Frankfurt'dan kardeş geldi
Büyükşehir Belediyesi Tiyatroları, yalnızca Eskişehirli sanat severleri hizmet etmiyor, fakat aynı zamanda kentimizin dünyaya açılan bir penceresi oluyor. Eskişehirli sahne sanatçıları, son olarak Frankfurt'dan gelen Alman meslektaşlarını ağırladı. Tiyatro Frankfurt'un oyuncuları 'Kim Geldi' adlı komediyle Eskişehirli sanat severlerin karşısına çıktı. Duyduğumuz kadarıyla Şehir Tiyatroları mart ayında Almanya'ya giderek, iade-i ziyarette bulunacaklarmış. Özellikle yabancı memleketlere giden sanatçılarımız, göğsümüzün daha bir kabarmasına neden oluyor. Çok iyi hatırlıyorum 2009 yılında yönetmenliğini Emir İzci'nin yaptığı Mankurt adlı oyun Petersburg şehrinde başarıdan başarıya koşmuş, Büyükşehir Belediyesi'nin pek çok ödül almasını sağlamıştı. Bu gibi uluslararası çalışmaların sayısının artmasını temenni ederiz. Atatürk'ün de belirttiği gibi Türk Milleti'nin en önemli özelliklerinden birisi, güzel sanatlara olan yeteneğidir. Bizleri çölde kertenkele avlayıp, sıkıldıkça havaya kalaşnikofla ateş ediyor zanneden Avrupalıların, gerçekleri görmesi çok güzel bir şey...
Tepebaşı taraf oldu
Çevreci çalışmalarıyla dikkatleri çeken Tepebaşı Belediyesi, Türkiye genelinde 24 belediyenin arasına girdi ve 'İklim İçin Varız' deklarasyonunu imzaladı. Boğaziçi Üniversitesi'nde gerçekleşen deklarasyon ile, küresel ısı ortalamasının 1 buçuk derecede tutulması hedefleniyor. Tabii bazılarına 1 buçuk derece çok düşük gelebilir. Ancak gece ve gündüz farklarını, kutuplardaki eksi 60 dereceyi bulan soğukları da hesapladığınızda; bunun normal bir derece olduğunu anlıyoruz.

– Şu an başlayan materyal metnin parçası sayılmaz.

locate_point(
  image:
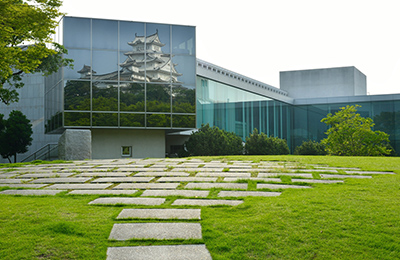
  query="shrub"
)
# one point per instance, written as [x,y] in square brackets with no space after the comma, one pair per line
[213,141]
[261,144]
[310,148]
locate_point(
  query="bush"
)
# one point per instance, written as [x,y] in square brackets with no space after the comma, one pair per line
[310,148]
[261,144]
[213,141]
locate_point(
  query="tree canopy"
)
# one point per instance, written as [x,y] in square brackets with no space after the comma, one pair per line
[350,134]
[26,46]
[15,135]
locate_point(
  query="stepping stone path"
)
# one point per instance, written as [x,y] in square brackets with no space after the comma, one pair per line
[157,182]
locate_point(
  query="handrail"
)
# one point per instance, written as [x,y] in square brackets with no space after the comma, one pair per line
[44,153]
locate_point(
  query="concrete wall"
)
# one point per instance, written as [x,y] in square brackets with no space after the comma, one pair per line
[107,143]
[331,82]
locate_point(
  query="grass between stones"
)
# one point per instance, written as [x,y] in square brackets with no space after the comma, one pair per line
[359,219]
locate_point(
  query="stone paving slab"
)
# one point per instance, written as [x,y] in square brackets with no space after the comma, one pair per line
[247,194]
[223,174]
[230,179]
[128,201]
[183,193]
[31,192]
[103,174]
[44,175]
[174,252]
[85,186]
[31,186]
[316,181]
[280,186]
[61,180]
[127,231]
[142,186]
[242,186]
[342,176]
[160,214]
[163,174]
[122,179]
[205,202]
[270,174]
[187,179]
[102,192]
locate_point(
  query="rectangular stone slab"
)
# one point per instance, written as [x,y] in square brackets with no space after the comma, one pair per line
[183,193]
[86,186]
[242,186]
[280,186]
[127,201]
[156,231]
[102,192]
[31,192]
[142,186]
[160,214]
[61,180]
[123,179]
[247,194]
[205,202]
[174,252]
[187,179]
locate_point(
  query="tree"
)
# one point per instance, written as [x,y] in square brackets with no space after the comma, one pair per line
[261,144]
[15,135]
[26,27]
[351,135]
[213,141]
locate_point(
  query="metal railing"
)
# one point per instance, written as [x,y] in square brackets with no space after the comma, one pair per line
[48,152]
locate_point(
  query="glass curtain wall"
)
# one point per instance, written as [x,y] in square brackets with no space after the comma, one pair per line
[125,75]
[239,111]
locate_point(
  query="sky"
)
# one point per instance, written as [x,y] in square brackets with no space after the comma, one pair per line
[260,38]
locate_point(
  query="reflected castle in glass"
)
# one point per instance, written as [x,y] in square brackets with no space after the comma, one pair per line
[138,90]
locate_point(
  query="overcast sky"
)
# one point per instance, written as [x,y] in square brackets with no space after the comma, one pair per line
[260,38]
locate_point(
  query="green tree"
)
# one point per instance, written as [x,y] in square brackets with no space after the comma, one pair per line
[351,135]
[261,144]
[26,46]
[15,135]
[213,141]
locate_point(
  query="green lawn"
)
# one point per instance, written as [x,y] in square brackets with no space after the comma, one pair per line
[359,219]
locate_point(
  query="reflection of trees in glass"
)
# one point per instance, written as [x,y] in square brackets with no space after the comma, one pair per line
[77,95]
[183,100]
[158,120]
[76,119]
[184,121]
[132,97]
[158,98]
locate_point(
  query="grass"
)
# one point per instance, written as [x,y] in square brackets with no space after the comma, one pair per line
[359,219]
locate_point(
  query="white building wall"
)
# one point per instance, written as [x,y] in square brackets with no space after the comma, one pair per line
[107,143]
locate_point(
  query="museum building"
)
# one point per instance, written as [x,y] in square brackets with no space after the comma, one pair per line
[138,90]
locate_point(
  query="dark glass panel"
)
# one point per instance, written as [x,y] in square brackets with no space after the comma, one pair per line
[158,120]
[183,99]
[132,97]
[131,120]
[105,34]
[76,32]
[158,98]
[184,121]
[105,96]
[76,119]
[105,119]
[77,95]
[183,40]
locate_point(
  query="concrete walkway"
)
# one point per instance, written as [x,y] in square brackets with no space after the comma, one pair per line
[150,181]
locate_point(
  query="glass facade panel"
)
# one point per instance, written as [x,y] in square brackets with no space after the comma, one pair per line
[158,98]
[105,96]
[104,34]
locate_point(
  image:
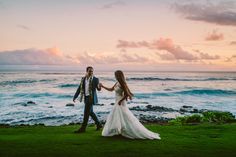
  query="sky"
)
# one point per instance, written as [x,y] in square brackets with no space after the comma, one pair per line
[168,35]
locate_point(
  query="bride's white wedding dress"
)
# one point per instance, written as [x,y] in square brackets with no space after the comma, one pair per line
[121,121]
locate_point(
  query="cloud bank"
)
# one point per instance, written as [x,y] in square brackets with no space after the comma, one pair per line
[222,13]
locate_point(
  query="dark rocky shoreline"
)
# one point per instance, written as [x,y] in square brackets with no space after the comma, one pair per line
[146,113]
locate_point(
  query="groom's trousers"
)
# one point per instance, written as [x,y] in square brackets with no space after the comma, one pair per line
[88,111]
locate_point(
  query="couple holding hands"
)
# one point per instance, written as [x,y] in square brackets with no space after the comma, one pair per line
[120,120]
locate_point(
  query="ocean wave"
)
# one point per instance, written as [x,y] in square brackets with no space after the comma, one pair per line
[68,85]
[212,92]
[46,94]
[16,82]
[207,92]
[178,79]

Maalesef dünyamız giderek ısınıyor ve bütün bilimsel çalışmalar, bu ısınmanın biz iki ayaklıların sorumsuzluğu yüzünden olduğunu gösteriyor. Türkiye genelinde 1.397 belediyenin yalnızca 24'ünün bu antlaşmaya imza atması üzücü bir durum. Öte yandan bir Eskişehirli olarak böylesine elit bir grubun içinde olmak da sevindirici bir gelişme. "İklim için taraf olduk" diyen Ahmet Ataç ve Tepebaşı Belediyesi çalışanlarını tebrik ederiz.